Top Tip: When you put the lid back on, push it down firmly all the way around before clipping the grey brackets in place, this ensures you have a nice tight water seal and avoids any leaks.
You will need to lubricate the rubber o-ring occasionally using a silicone-based lubricant.
Pump Performance and Efficiency
When you’re looking to choose a new canister filter, the filter’s pump performance and energy consumption are important things to consider with the ever-increasing cost of living.
Pump Output and Circulation
The Fluval 307 flow rate is 303 Gal/h (1,150 L/ph), making it suitable for aquariums of up to 60 gallons.
The Fluval 407 flow rate is higher, coming in at 383 Gal/h (1,450 L/ph), making it suitable for aquariums of up to 75 gallons, or for a heavily stocked smaller aquarium.
With ever-rising energy prices, this has to be something to take into consideration.
Both Fluval 307 and 407 filters excel in energy efficiency, consuming 25% less power compared to their predecessors (the Fluval 06 canister filters) while still providing great performance.
The 307’s power consumption is 120V – 16 Watts / 230-240V – 15 Watts.
The 407’s power consumption: 120V – 23 Watts / 230-240V – 20 Watts.

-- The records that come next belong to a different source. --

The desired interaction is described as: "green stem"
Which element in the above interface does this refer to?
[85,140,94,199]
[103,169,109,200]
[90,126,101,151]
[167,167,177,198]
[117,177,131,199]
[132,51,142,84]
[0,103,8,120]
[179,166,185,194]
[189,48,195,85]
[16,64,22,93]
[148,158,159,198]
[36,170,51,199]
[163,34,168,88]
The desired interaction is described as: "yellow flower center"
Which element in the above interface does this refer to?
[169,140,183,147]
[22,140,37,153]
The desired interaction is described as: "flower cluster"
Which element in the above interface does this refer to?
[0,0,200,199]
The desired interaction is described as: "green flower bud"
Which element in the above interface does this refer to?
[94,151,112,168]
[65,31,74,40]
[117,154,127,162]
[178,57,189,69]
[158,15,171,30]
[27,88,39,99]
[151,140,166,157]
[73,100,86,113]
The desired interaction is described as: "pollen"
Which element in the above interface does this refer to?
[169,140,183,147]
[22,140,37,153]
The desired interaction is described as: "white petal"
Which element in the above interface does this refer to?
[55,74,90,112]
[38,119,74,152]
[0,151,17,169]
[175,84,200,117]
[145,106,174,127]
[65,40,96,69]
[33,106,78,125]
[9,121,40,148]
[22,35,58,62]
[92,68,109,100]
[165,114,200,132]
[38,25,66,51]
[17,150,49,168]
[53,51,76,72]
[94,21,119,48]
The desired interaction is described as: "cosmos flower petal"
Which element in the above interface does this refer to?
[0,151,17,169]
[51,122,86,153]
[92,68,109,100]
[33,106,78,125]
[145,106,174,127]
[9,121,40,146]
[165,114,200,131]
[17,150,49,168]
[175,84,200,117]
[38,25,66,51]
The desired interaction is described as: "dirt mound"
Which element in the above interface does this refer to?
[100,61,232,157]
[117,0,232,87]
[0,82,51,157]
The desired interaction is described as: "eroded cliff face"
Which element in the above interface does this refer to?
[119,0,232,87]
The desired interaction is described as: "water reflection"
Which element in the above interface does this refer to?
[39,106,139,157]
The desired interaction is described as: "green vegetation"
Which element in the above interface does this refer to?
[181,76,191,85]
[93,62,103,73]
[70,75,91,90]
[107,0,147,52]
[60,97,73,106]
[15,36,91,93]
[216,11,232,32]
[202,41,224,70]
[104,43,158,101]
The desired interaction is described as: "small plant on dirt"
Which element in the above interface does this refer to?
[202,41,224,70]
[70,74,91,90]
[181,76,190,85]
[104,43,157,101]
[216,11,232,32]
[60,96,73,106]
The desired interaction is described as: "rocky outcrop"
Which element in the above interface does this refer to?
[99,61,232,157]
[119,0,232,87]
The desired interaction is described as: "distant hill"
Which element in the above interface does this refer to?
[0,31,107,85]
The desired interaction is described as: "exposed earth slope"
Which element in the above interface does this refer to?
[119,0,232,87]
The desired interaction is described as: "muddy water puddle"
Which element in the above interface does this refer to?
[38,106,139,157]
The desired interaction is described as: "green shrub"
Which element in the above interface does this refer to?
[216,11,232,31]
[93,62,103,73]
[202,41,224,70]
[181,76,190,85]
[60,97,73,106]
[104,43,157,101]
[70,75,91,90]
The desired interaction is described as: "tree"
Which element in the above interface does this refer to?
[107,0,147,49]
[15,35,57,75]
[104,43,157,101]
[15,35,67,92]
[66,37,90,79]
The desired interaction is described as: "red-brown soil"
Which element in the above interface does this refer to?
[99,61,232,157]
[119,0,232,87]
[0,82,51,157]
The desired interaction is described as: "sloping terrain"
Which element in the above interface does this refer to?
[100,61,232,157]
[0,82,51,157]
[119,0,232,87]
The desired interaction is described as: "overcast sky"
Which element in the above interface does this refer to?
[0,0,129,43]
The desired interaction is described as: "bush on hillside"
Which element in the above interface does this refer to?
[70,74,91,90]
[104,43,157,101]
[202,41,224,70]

The approximate annual running cost of each filter is:
- Fluval 307, based on $0.15 per kWh = $21.04 per year
- Fluval 407, based on $0.15 per kWh = $30.24 per year
In terms of noise, both are quiet when running. I’m really sensitive to background noises, the slightest little thing drives me nuts if I’m trying to read or watch TV.
When I tested my 407, it came in at 48 decibels (right next to it) using the noise app on my Apple Watch.
The 307 is the smaller of the 2 filters so is a little more budget-friendly.
Suitable for aquariums up to 60 gallons (227 liters).
Suitable for aquariums up to 75 gallons (284 liters).
Conclusion – Which Canister Filter Is Right For You & Your Aquarium?
I’m super happy with my 07 series filters and can highly recommend them, they’re reliable, quiet, and cheap to run, so which should you buy?
If you have an aquarium of up to 60 gallons, buy the 307.
If you have an aquarium that 60-75 gallons, buy the 407.